D3D11 has the deferred context already, which maps to modern command buffers. GL has some command buffer extensions. In D3D9/GL you can emulate command buffers yourself - obviously with worse performance characteristics than the real thing! So I expose command buffers in my front-end, but also a capability variable as to whether they're the real deal (D12/vulkan), semi-real (D11) or emulated. If the high-level wants to use a command buffer to move an entire large bit of rendering work to another thread (e.g. something that does it's own computations as well as generating low-level commands), then even emulated command buffers are useful for that as they let you move all those non-low-level computations onto another thread. If the high-level simply wants to process 1000 draw-items as fast as possible by splitting that low-level-only work over several threads, then emulated command buffers are not helpful. This makes for a uniform API, but the high level is responsible for choosing to use the feature or not, based on the way in which they intend to use that feature and the reported performance characteristics.
Resource heaps in D12/Vulkan can be kept entirely as an internal details without doing you too much harm. If you do want to make full use of them, you can expose them to the high level in a way such that resources with common lifetimes are known to the back end. e.g. instead of having the high-level create 10 textures which all have the same lifetime (loaded at start of level, unloaded at end of level) via 10 individual function calls, if you make a resource creation API where the high-level can complete that task with a single function call, then the back end can easily and invisibly put them all into a shared heap and track them as a single allocation (which simplifies your residency management).
Descriptors again can be hidden internally without hurting you too much -- dynamic descriptor management via a ring buffer, if done well, is still faster than D11's binding model :)
I abstract away reusable/static descriptor sets by exposing a resource binding system that's a slightly modified version of D11's... In D9, we bound individual constants (uniforms) to shaders, and then in D11 we bound constant-buffers (UBO's) to shaders instead. I do the same thing for textures -- instead of binding individual textures to a shader, I only allow the user to bind "texture lists", which are a collection of texture bindings. In HLSL this maps to a contiguous range of t# registers in the shader, and in D11's C++ side it maps to a single call to *SSetShaderResources, but in D12/Vulkan it maps to a reusable descriptor table.
Internally you'll use fences/etc to manage internal descriptor ring buffers and upload ring buffers, but the high-level code doesn't have much use for them. However, you've been able to implement fences since D9 -- they are not a new feature, so it's entirely possible to expose them in your front-end. Personally I have some capability flags that specify whether this back-end allows the CPU/GPU to signal a fence, and whether it allows the CPU/GPU to wait on a fence (4 bits). Every API lets the GPU do the signalling and the CPU do the waiting, which is what you need to build a safe CPU->GPU upload ring buffer, but the new API's allow all 4 communication options. I expose them in my front-end, but the high-level hasn't actually used them yet.

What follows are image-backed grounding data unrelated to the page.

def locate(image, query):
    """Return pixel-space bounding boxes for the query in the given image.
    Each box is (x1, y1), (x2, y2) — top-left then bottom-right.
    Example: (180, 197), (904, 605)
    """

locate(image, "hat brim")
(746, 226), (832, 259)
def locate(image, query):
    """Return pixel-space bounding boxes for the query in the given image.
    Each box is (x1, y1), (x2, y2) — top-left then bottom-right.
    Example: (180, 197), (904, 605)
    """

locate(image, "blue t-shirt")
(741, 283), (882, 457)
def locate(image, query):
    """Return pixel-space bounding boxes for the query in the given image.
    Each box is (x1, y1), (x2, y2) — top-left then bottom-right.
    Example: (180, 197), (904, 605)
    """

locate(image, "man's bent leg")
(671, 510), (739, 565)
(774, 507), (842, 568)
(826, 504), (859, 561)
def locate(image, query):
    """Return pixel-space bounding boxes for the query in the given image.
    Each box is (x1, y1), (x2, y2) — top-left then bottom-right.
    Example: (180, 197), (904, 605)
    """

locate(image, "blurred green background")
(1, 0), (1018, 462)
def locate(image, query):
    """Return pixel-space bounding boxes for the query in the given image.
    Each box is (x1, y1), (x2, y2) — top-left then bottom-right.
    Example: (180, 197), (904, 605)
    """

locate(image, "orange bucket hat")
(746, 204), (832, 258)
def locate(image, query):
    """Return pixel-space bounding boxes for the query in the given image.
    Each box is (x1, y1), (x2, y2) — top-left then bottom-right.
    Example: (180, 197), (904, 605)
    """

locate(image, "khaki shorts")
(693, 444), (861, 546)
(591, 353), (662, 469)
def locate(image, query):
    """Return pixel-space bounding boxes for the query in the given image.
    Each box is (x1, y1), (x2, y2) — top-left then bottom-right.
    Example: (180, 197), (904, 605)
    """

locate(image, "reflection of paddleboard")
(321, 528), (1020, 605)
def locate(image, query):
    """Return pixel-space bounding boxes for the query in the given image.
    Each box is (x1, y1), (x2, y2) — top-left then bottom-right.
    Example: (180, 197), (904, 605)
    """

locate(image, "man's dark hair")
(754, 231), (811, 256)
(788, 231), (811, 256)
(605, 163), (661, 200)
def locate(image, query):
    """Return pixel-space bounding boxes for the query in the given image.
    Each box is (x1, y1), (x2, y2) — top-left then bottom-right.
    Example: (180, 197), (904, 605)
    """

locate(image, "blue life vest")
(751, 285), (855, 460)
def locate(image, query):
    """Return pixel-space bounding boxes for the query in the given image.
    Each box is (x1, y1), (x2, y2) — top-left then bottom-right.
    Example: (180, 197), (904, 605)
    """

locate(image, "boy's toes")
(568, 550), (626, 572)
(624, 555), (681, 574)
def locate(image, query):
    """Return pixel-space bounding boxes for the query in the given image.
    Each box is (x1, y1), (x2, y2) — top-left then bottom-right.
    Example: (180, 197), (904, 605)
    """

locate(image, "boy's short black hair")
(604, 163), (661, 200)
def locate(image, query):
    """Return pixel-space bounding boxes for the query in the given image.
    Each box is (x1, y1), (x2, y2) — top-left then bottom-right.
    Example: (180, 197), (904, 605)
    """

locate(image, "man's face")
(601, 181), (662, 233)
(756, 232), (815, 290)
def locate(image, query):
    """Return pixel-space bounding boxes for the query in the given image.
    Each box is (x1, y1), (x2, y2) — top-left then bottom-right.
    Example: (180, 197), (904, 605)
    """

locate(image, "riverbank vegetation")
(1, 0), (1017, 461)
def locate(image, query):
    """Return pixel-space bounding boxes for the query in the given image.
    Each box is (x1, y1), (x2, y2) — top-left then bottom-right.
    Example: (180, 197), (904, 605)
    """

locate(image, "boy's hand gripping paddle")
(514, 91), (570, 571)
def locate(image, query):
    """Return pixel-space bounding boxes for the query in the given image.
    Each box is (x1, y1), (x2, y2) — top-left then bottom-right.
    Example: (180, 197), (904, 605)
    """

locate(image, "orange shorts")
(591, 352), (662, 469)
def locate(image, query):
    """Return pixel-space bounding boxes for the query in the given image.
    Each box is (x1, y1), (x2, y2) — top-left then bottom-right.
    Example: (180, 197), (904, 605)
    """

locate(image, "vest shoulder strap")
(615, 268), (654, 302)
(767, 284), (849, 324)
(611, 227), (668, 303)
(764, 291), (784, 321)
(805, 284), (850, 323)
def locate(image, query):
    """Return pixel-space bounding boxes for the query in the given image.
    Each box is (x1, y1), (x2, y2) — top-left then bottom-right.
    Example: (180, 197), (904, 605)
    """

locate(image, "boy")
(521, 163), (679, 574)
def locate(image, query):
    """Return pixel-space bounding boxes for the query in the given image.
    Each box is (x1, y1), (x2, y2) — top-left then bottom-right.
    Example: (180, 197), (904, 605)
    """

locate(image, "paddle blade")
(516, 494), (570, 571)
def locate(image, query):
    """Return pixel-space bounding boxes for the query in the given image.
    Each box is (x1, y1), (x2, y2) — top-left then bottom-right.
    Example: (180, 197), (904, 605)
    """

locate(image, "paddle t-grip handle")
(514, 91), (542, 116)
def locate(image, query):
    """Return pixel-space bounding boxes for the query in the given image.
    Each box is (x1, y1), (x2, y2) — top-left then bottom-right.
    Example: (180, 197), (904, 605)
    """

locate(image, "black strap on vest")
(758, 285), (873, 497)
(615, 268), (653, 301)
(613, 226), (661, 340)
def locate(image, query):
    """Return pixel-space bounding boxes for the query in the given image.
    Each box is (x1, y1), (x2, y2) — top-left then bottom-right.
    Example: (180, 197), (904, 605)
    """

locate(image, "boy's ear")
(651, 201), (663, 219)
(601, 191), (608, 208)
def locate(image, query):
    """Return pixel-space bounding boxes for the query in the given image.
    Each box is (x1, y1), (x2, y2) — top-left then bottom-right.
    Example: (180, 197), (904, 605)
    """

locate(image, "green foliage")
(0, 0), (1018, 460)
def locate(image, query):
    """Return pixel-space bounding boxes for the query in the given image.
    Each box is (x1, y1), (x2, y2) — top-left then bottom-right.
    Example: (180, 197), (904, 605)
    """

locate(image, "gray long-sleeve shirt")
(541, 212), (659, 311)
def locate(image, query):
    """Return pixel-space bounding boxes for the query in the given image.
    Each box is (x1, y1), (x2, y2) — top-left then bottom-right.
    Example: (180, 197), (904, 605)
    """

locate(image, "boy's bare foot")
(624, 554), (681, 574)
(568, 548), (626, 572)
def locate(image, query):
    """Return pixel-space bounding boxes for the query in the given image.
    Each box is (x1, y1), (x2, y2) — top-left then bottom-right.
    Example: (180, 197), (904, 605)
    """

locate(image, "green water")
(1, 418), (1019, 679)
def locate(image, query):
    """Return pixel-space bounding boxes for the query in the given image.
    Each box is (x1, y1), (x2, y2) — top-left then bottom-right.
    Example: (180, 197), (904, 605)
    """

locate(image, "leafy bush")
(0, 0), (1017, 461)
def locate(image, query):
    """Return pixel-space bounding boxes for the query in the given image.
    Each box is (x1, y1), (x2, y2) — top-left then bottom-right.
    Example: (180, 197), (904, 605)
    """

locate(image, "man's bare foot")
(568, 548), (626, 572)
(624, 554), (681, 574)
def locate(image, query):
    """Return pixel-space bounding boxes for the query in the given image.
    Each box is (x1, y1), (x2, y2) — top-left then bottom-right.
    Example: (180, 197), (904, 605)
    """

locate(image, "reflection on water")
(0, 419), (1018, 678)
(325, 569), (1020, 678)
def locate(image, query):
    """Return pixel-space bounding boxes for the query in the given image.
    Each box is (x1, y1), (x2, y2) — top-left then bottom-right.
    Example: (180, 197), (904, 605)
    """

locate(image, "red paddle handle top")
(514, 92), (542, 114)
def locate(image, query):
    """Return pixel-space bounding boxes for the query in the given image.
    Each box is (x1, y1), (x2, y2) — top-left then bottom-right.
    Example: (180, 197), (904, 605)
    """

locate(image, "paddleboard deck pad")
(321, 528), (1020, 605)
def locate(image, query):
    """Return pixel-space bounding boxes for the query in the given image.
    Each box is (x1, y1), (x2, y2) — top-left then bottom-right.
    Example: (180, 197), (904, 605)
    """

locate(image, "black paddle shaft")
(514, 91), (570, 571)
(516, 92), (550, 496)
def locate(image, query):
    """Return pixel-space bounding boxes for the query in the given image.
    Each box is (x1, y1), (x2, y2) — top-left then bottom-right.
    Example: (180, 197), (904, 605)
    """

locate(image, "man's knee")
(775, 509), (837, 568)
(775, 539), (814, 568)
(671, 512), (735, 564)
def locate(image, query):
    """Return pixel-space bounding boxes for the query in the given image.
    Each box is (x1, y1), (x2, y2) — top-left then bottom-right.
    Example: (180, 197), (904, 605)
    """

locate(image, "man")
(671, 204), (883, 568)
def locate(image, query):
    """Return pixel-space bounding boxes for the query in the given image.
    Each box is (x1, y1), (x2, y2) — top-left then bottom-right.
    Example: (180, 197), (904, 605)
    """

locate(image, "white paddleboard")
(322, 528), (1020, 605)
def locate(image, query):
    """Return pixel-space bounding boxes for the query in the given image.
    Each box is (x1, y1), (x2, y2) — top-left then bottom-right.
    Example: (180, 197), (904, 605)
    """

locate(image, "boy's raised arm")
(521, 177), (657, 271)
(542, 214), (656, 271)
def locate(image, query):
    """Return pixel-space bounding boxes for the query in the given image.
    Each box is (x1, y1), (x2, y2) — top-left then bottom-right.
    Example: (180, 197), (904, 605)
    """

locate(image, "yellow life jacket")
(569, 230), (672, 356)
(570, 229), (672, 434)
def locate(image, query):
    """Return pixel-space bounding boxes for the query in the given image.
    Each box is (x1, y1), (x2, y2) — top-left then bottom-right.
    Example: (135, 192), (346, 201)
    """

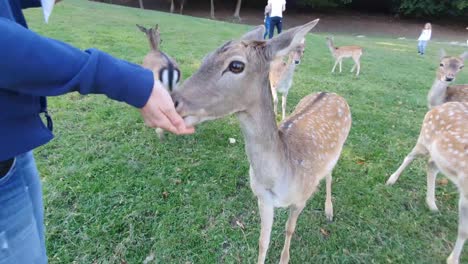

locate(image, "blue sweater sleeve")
(0, 17), (154, 108)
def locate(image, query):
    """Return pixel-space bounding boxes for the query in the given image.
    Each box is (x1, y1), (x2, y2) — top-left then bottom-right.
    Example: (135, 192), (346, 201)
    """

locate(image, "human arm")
(0, 18), (193, 134)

I dealt with barriers as an internal detail, and then exposed them to the high level... but then decided the impact on the high-level was too great and annoying, so went back to implementing them internally. However, I left behind a "hint" system, where the high-level can optionally inform the back-end about optimal points in the command buffer for transitions to take place.
D12 and Vulkan mostly match up to each other when it comes to features. D12 smooths over a few things at a higher level than Vulkan though, plus Vulkan has it's whole weird render pass system where you declare the upcoming render target bindings ahead of time, which is important knowledge for any GPU with dedicated render-target memory buffers...